History -

Year 1951

 

 

 

Year 2006

IBM BlueGene/L: The World's Most Powerful Supercomputer.

BlueGene/L recently achieved a sustained world-record speed of 280.6 teraOPS on the Linpack benchmark at Lawrence Livermore, hinting at the machine’s huge potential for rapid "time to solution" for applications in molecular dynamics and materials science.

Each BlueGene/L node consists of a single compute ASIC (an application-specific integrated circuit) and SDRAM-DDR memory chips. The compute ASIC is a complete system-on-a-chip, including all network interfaces and a modest amount of fast on-chip memory. An on-chip memory controller provides for access to larger external memory chips.

The nodes are interconnected through multiple complementary high-speed low-latency networks, including a 3D torus network and a combining tree network. The physical machine architecture is targeted to be most closely tied to the 3D torus, a simple 3-dimensional nearest neighbor interconnect which is "wrapped" at the edges. An independent combining tree network provides for fast global operations, such as global max or global sum.

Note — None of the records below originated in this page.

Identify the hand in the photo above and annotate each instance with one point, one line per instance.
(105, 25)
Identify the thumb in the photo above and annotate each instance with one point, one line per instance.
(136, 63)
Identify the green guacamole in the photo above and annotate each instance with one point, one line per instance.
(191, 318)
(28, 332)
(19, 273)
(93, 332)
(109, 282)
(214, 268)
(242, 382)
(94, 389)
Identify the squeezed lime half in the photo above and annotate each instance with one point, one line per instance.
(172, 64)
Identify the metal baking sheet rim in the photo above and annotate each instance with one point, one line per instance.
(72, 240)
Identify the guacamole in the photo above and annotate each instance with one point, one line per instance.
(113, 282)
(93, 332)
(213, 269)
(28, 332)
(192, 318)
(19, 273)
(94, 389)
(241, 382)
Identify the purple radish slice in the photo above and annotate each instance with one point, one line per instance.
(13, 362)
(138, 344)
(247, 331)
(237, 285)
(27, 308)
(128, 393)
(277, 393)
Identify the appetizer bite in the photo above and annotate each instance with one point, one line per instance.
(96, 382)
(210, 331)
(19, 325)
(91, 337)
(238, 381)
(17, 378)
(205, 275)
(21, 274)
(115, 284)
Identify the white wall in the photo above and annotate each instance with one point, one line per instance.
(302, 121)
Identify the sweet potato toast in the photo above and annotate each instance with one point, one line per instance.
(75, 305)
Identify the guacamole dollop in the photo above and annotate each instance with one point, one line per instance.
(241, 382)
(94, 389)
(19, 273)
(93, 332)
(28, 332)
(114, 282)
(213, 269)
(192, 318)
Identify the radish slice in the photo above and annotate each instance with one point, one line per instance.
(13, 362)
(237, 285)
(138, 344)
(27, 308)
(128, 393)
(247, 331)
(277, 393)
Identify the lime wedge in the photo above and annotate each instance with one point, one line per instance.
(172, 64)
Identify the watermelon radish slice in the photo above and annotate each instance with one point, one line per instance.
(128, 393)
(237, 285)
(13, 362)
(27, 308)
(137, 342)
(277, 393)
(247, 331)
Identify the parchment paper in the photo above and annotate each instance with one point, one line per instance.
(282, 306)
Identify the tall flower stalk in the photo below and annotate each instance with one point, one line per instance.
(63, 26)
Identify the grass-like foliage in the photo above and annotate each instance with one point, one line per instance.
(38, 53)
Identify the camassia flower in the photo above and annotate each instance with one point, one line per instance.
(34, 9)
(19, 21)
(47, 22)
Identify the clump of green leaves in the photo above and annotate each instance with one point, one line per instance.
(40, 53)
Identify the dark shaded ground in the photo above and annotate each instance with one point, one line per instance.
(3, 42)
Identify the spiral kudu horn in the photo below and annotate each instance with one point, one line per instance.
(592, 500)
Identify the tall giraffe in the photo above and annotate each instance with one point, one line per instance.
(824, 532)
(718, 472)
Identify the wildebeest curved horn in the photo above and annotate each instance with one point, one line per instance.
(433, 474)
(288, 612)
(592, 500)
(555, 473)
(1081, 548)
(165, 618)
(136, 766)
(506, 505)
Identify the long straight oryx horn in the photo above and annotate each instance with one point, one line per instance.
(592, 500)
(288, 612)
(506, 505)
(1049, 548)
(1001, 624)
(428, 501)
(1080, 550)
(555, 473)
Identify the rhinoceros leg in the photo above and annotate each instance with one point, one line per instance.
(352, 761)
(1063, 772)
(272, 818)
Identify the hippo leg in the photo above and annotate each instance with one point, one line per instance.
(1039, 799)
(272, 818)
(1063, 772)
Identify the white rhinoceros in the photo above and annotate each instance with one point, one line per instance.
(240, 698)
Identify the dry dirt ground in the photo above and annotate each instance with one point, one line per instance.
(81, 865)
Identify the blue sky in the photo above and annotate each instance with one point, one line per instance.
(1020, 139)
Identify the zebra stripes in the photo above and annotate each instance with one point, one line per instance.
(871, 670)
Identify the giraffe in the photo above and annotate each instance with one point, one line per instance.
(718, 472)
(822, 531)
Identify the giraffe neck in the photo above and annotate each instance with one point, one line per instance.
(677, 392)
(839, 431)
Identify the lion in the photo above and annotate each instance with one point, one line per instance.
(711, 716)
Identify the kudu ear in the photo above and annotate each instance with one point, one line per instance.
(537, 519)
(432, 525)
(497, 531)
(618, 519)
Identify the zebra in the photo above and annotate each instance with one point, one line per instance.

The ASIC that comprises the nodes is based on IBM's system-on-a-chip technology giving a very compact, low-power building block. This is used to create an extremely high compute-density system with very attractive cost performance and relatively modest power and cooling requirements.

BlueGene/L boasts a peak speed of over 360 teraOPS, a total memory of 32 tebibytes, total power of 1.5 megawatts, and machine floor space of 2,500 square feet. The full system has 65,536 dual-processor compute nodes. Multiple communications networks enable extreme application scaling:

 

BlueGene/L is scaled up with a few unique components and IBM’s system-on-a-chip technology developed for the embedded marketplace.